La obra literaria de María Negroni posee un centro irradiante que es la poesía, desde el libro inicial, De tanto desolar (1985), hasta el reciente La Boca del Infierno (2010) publicado en México, pero tiene otras dos vertientes: la narrativa, con las novelas El sueño de Úrsula (1998) y La Anunciación (2007) -una lúcida visión oblicua y casi onírica de los hechos históricos de los años setenta en la Argentina-, y una sostenida incursión en el ensayo. Galería fantástica , parte de este último grupo, forma una especie de trilogía, explícitamente con Museo negro (1999) y, de un modo más lateral, con El testigo lúcido (2003), sobre Alejandra Pizarnik.
Negroni retoma en este libro una de sus obsesiones más productivas: la reflexión sobre el mundo del gótico y del fantástico como formas en cierto modo desplazadas o sublimadas de la escritura poética. Museo negro exploraba los clásicos del gótico, del Drácula, de Bram Stoker, y el Frankenstein, de Mary Shelley, al Vathek, de William Beckford, desde el Nemo, de Verne, hasta el Dorian Gray, de Wilde, o los personajes kafkianos, y atravesaba a la vez el imaginario cinematográfico.

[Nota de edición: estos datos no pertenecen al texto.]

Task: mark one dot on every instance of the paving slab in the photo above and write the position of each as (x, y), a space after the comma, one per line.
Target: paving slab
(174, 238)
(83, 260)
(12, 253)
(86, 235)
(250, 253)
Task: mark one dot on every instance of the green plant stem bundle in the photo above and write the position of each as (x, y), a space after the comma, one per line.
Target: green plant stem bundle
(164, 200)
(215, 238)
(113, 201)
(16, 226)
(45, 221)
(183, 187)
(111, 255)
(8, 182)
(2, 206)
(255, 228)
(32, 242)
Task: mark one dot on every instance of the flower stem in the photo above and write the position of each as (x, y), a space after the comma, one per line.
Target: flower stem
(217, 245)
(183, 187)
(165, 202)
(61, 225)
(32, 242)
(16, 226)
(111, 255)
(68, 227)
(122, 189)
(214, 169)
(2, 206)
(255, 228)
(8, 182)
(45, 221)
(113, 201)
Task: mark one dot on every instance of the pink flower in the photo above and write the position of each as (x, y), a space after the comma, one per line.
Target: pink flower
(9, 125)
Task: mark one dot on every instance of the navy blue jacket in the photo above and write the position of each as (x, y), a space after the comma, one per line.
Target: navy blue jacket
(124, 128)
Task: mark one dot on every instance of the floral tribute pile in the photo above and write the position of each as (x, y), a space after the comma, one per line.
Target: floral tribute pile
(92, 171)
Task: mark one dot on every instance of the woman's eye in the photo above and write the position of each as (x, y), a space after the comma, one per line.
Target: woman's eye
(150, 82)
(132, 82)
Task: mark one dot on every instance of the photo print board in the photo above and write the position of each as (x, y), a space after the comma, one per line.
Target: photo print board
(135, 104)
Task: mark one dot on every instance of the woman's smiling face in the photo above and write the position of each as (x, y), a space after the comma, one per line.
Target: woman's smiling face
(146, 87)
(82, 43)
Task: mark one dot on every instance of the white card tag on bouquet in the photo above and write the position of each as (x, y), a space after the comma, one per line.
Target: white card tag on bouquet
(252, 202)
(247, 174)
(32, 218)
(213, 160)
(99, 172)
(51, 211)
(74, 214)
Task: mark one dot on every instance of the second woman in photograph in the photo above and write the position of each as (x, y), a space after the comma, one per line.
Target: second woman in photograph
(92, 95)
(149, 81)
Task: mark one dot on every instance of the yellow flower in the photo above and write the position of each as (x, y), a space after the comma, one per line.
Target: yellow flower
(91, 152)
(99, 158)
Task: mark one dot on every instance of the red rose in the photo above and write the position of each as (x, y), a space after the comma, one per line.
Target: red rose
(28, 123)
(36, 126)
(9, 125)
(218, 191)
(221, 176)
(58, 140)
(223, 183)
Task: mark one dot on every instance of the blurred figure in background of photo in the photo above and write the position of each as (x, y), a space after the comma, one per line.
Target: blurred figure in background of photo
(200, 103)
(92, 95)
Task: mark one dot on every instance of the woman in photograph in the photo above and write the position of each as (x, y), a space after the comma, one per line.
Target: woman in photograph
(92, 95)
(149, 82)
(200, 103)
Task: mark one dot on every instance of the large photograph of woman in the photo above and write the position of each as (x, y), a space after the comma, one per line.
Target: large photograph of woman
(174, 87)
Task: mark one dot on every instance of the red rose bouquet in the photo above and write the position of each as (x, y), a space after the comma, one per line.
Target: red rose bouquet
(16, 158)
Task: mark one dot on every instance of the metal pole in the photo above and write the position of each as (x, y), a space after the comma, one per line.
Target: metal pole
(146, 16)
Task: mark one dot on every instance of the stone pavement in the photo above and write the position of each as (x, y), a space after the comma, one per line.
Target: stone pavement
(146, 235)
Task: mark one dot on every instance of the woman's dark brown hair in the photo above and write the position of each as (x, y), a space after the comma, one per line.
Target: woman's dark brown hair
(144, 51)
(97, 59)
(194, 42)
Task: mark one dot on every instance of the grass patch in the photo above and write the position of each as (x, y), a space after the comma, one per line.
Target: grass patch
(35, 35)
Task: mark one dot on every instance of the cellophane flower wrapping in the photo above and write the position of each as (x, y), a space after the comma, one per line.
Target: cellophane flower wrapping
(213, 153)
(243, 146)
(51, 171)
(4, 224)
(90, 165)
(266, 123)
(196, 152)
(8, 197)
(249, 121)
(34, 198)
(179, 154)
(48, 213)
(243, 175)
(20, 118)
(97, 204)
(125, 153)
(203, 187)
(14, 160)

Con un gesto de continuidad y a la vez de profundización, Negroni indaga ahora esa misma tradición en el ámbito latinoamericano (con cierta preferencia por el rioplatense) y por ello frecuenta de nuevo La Condesa Sangrienta de Pizarnik y examina ficciones de Adolfo Bioy Casares y Julio Cortázar, del mexicano Carlos Fuentes, de la puertorriqueña Rosario Ferré, y de los uruguayos Felisberto Hernández y Marosa di Giorgio. Incursiona en textos laterales de grandes poetas, como La hija de Rapaccini, el cuento de Nathaniel Hawthorne en la recreación de Octavio Paz, o esa insólita novela breve de Vicente Huidobro, Cagliostro. Asimismo, el cine -cuya afinidad con las preferencias del ensayo abre un nuevo campo de reflexión- cruza el fantástico en El afinador de terremotos de los hermanos Quay, en El año pasado en Marienbad, de Alain Resnais, en Blow-up de Michelangelo Antonioni, y aun en el cuento El espectro de Horacio Quiroga.

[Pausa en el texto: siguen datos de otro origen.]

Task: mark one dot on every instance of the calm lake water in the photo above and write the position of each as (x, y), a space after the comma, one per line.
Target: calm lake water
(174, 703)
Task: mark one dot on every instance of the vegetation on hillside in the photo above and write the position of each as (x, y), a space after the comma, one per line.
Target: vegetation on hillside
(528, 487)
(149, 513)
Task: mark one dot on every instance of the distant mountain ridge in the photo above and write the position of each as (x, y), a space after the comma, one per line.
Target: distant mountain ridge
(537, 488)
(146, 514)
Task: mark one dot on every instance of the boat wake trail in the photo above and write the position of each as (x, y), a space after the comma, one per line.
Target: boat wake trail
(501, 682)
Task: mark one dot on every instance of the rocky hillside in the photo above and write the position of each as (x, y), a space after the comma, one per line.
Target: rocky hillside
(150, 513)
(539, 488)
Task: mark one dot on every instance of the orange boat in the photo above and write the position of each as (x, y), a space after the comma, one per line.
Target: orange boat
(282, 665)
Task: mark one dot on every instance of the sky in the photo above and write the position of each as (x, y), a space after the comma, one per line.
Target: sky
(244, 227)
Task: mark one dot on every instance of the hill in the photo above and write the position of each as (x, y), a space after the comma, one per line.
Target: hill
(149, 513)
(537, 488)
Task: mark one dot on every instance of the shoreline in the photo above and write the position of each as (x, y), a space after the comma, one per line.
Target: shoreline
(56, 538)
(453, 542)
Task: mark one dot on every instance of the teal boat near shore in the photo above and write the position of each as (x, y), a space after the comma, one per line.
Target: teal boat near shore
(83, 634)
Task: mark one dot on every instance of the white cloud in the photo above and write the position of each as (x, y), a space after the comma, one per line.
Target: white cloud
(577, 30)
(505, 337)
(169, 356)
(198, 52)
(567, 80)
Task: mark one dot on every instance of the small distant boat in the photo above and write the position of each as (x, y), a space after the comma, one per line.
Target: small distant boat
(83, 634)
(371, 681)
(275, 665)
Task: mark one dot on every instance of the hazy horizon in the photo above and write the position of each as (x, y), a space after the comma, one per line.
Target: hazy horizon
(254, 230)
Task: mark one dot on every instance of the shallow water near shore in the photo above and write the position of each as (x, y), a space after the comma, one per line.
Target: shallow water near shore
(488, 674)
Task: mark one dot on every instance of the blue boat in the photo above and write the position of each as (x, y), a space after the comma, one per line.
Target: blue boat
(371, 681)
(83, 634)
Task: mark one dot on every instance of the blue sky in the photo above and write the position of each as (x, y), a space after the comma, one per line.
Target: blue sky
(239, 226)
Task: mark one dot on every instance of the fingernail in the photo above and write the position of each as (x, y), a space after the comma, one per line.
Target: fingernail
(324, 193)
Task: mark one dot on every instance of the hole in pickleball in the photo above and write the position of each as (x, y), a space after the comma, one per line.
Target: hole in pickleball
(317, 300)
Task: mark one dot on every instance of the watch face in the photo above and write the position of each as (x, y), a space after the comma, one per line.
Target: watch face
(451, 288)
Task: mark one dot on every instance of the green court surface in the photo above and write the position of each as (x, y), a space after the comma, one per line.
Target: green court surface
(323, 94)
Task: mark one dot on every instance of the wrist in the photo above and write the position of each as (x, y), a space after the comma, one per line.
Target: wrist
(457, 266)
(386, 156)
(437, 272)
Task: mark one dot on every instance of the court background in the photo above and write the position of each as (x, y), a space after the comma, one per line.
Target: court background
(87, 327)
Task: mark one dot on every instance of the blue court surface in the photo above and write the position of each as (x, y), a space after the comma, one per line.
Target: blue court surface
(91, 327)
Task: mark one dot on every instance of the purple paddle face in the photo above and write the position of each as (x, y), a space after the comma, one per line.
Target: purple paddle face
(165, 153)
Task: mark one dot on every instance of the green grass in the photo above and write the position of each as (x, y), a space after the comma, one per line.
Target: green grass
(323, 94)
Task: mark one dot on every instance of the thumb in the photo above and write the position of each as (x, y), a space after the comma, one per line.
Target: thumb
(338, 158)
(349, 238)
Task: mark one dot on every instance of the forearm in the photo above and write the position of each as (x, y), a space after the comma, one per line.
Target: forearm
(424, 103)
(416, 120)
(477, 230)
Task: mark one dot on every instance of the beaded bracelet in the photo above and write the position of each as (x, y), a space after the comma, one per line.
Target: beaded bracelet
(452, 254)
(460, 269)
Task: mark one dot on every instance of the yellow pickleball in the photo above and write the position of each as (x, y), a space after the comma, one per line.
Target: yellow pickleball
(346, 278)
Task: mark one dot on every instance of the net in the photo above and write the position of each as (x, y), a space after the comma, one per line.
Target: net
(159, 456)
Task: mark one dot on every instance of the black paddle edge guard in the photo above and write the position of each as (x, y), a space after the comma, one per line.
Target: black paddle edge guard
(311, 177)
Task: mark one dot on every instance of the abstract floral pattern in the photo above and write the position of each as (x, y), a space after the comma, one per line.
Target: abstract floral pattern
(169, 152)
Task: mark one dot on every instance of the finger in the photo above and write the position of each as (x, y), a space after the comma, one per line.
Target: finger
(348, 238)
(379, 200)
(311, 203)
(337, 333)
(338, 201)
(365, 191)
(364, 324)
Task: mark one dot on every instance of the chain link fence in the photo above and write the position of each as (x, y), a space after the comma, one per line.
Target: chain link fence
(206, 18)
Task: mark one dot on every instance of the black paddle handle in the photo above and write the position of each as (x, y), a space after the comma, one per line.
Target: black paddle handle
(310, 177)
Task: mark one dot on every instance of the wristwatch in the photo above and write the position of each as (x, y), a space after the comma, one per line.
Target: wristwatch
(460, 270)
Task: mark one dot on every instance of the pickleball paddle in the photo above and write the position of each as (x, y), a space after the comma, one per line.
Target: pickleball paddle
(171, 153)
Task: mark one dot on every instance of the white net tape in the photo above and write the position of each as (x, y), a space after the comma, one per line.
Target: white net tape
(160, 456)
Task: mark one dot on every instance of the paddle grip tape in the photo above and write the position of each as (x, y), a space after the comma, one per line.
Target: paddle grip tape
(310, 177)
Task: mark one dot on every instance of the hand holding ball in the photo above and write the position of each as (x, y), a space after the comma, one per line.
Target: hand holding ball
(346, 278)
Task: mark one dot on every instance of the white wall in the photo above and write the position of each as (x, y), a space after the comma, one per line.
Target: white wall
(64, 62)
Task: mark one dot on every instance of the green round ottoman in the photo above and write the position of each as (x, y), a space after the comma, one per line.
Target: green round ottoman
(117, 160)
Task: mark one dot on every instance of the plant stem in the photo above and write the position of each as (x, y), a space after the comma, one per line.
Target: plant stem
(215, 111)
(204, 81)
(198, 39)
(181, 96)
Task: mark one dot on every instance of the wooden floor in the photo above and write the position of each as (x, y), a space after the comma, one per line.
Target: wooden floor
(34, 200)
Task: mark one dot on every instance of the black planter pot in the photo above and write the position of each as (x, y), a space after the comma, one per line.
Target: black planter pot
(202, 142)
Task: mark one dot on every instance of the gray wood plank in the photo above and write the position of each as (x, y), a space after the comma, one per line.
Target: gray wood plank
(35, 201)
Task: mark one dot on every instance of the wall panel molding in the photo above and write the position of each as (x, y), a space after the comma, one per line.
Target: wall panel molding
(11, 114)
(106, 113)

Negroni lee explícitamente “la literatura fantástica de América Latina como una deriva de la literatura gótica”. A lo largo de quince ensayos -que proponen una breve y lujosa biblioteca del género, que el lector podrá buscar y reconstruir para su deleite- la prosa es precisa e informativa en sus referencias, delicada e intensa en el resumen de los argumentos, imprevisible en sus derivas metafóricas, siempre original. Su estilo no sólo frecuenta una refinada sensualidad significante, sino también piensa, con un ritmo concentrado y versátil, como si sus postulados fueran efecto de analogías y cruces en el seguro azar de “liturgias íntimas”.

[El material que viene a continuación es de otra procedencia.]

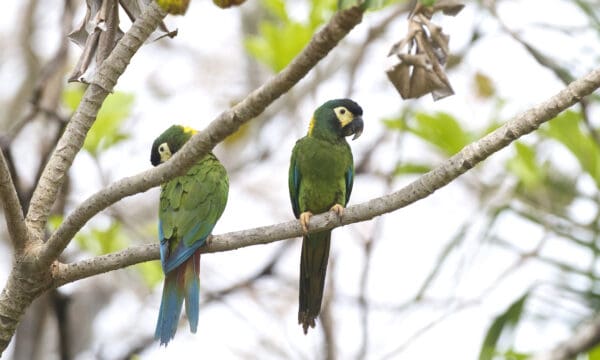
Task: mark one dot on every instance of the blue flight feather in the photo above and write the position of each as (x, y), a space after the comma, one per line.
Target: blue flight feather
(170, 308)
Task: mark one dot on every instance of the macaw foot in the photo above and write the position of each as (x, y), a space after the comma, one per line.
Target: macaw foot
(338, 209)
(304, 219)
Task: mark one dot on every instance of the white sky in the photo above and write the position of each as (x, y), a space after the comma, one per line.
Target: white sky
(411, 238)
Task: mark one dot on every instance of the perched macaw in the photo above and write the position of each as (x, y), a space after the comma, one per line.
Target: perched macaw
(320, 179)
(190, 206)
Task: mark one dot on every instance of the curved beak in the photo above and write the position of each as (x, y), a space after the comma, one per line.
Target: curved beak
(154, 156)
(354, 128)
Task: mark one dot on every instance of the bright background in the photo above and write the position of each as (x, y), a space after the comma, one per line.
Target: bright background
(424, 282)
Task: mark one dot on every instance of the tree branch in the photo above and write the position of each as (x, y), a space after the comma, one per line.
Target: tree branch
(435, 179)
(12, 208)
(224, 125)
(584, 339)
(85, 115)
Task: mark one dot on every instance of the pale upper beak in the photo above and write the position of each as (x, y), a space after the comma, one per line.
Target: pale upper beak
(354, 128)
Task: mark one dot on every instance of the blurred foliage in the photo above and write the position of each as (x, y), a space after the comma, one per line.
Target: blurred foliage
(281, 37)
(224, 4)
(441, 130)
(503, 325)
(100, 241)
(484, 86)
(107, 129)
(106, 132)
(541, 184)
(566, 129)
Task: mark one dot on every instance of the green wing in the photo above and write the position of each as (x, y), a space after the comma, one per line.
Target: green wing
(349, 181)
(190, 206)
(294, 178)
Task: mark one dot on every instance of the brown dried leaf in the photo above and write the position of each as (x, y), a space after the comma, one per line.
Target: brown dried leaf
(421, 66)
(99, 32)
(448, 7)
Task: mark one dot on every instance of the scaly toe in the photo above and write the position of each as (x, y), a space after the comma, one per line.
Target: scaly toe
(304, 219)
(338, 209)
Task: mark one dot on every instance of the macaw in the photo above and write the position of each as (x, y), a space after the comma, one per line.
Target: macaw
(190, 206)
(321, 175)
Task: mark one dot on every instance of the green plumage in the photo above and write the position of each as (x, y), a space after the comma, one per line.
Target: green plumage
(190, 206)
(320, 177)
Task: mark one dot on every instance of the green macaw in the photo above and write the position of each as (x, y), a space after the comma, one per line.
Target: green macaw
(190, 206)
(320, 179)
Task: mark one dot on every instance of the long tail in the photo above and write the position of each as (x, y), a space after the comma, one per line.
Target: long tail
(181, 283)
(313, 267)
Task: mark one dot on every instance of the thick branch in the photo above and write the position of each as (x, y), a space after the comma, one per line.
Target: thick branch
(224, 125)
(74, 135)
(449, 170)
(12, 208)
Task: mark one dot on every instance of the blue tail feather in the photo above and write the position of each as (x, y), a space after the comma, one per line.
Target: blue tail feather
(181, 283)
(192, 296)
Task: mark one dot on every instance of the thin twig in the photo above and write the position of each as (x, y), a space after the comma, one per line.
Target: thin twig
(424, 186)
(13, 213)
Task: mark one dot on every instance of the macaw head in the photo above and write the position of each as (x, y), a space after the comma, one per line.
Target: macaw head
(337, 119)
(169, 142)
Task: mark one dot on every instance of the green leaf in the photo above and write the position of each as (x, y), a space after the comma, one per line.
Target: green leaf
(441, 130)
(566, 129)
(106, 130)
(72, 96)
(151, 272)
(54, 222)
(502, 324)
(594, 353)
(103, 241)
(281, 38)
(396, 123)
(411, 169)
(276, 8)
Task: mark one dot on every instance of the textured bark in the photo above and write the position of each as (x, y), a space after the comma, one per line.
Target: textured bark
(31, 274)
(584, 339)
(74, 135)
(224, 125)
(36, 269)
(12, 208)
(449, 170)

Hay ciertos elementos que la conciencia poética de Negroni descubre con fruición: la infancia como territorio donde lo imaginario se consagra pero que retorna como pérdida o repetición monstruosa, como orfandad o duelo; la colección como un modo de recuperar lo perdido y a la vez de inmovilizarlo en una mortuoria quietud de museo; los espacios miniaturizados donde la totalidad se extravía en un infinito del detalle; las repeticiones, los dobles, los autómatas y las muñecas, que miman lo real con un incremento de irrealidad; la animación de lo inanimado; la melancólica soledad del crimen. Ese universo se descubre en las ficciones fantásticas para constituir una respuesta posible a los enigmas que abre el poema: la constante pérdida de lo real transfigurado en una representación que a la vez lo conserva y lo disuelve; las transacciones del deseo para alcanzar su objetivo en el punto en el que se desvanece; la persistencia de la infancia en el instante previo al descubrimiento de la muerte; la imposible memoria de una dicha pasajera en las defecciones de un cuerpo deseante.
De las notables reflexiones sobre la poesía que María Negroni apunta en Galería fantástica , valga ésta, luminosa: “La poesía es una lucha feroz contra las palabras y una queja interminable por ese destierro del cuerpo que ocurre siempre a manos del lenguaje”. Con justicia, este libro obtuvo el VI Premio Internacional de Ensayo Siglo XXI.